Video Credit: Belina Alker
A Royal Navy officer from Dudley has become one of only a handful of people to explore a collection of remote Antarctic islands.
Lieutenant Commander Dave Pitt, 46, and his shipmates were able to spend the night on the remote Pitt Islands, located 950 miles from the Falkland Islands.
In an interview with ITV News Central from aboard the HMS Protector, Lt Cdr Pitt has described what it is like to explore Antarctica.
He said: "I never expected it at all literally until about 2 or 3 weeks before joining the ship, I still couldn’t believe I was going there.
"It's not a place I'd ever had the pleasure of visiting, especially when I lived in up in Dudley.
"I spent most of my time in the submarines which is totally different, you don’t see a lot in regards to areas like the Antarctic, so yeah it's been unbelievable.
"It's difficult to put into words really, and even taking photographs and taking them home to show them family and friends, still doesn’t really do it justice.
"It's just so big and the mountains look like you’re looking at Everest, it's like being on another planet"
The Pitt Islands archipelago is named after former Prime Minister William Pitt, with the individual islands named after characters in Charles Dickens' Pickwick Papers.
They were discovered nearly 200 years ago by a British expedition, and are scattered across an area of the Antarctic ocean, about twice the size of Norwich.
Lt Cdr Pitt, who shares his last name with the archipelago, described what kind of wildlife they've been seeing during their expedition.
He said: "As soon as you get anywhere near the Antarctic Peninsula you start seeing an amazing amount of wildlife.
"So we regularly see whales coming up to the surface, there are also penguins everywhere.
"Loads of different types, mainly Gentoo, there are just thousands and thousands of them and not only swimming in the sea like bullets, but they’re very funny just walking around on land.
"We obviously respect them and stay away from them but they do walk towards you and just fumble past and don't seem to be phased.
"The big elephant seals are too busy to be, they're enjoying their summer!"
However, Lt Cdr Pitt also explained that although it is summer in the Antarctic, the temperatures remain freezing.
He said: "We’ve been fairly lucky with the weather, we operate out of the Falklands and we change the crew there.
"We also use that stop to pick up food, then we cross a stretch of sea which can be fairly rough but we’ve been fairly lucky.

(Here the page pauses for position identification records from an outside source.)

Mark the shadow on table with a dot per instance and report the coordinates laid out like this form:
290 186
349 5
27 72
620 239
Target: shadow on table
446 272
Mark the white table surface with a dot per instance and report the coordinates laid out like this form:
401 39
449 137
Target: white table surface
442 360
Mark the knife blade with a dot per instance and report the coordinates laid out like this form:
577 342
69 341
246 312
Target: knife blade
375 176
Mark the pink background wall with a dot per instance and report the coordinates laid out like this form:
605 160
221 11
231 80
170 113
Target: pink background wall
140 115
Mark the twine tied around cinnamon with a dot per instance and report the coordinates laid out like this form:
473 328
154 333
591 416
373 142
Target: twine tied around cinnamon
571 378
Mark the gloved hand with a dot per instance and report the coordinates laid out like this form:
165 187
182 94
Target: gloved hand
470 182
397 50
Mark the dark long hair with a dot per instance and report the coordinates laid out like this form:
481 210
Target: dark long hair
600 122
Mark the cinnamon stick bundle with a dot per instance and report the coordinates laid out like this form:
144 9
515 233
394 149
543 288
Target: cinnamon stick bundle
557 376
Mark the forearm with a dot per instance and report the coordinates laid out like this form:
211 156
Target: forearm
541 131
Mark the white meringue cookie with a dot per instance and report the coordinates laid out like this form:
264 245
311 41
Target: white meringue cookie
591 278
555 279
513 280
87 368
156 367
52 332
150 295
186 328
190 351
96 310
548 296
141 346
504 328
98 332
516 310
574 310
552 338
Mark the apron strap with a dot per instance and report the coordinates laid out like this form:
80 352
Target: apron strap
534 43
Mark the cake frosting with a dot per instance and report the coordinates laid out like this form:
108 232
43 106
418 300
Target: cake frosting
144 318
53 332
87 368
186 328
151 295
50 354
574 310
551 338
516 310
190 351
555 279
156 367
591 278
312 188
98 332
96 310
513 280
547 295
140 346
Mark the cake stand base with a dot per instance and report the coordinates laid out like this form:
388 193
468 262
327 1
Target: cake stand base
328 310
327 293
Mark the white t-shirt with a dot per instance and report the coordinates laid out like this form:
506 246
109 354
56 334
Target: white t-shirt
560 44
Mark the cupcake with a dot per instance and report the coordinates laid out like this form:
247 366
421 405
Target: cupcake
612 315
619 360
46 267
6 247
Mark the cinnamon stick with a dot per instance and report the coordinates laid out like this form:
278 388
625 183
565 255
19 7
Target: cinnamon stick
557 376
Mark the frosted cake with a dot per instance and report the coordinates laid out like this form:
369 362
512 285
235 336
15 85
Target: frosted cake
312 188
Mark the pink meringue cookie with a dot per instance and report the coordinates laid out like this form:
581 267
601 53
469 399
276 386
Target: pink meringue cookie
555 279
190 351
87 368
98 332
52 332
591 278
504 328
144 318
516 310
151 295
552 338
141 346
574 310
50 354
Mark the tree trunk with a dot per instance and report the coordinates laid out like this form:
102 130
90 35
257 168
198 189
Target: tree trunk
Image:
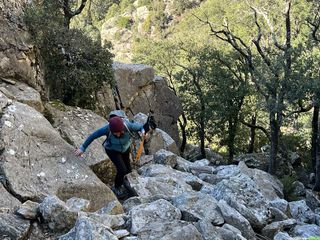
275 130
252 133
231 138
202 130
67 20
182 124
314 146
314 136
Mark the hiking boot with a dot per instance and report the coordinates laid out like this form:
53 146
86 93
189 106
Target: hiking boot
120 192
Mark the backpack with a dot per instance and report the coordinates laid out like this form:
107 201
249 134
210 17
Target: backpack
149 125
122 114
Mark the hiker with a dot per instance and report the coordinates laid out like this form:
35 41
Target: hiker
117 146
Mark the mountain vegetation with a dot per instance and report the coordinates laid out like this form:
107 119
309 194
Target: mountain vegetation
247 72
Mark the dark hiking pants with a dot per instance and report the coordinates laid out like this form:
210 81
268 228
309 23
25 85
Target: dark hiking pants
122 163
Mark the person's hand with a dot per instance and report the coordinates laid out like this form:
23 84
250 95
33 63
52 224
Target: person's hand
142 134
78 152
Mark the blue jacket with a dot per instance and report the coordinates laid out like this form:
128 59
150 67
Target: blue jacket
112 142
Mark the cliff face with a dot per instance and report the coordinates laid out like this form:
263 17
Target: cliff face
17 56
139 91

"Some days, it's just like glass and hardly ripples, but then other days it changes instantly and it can take you by surprise.
"The temperatures there are constantly below freezing and the wind chill takes it down even further.
"So, when the ship's company is operating on these islands or, on the boats off of the ship, we have great equipment.
"But over time just being exposed does take its toll at times, so we have to make sure we are looking after the crew the whole time.
"You just have to keep your wits about you."
Despite being ten thousand miles from home, Lt Cdr Pitt says he is very proud to come from Dudley and he's even still got a Black Country accent.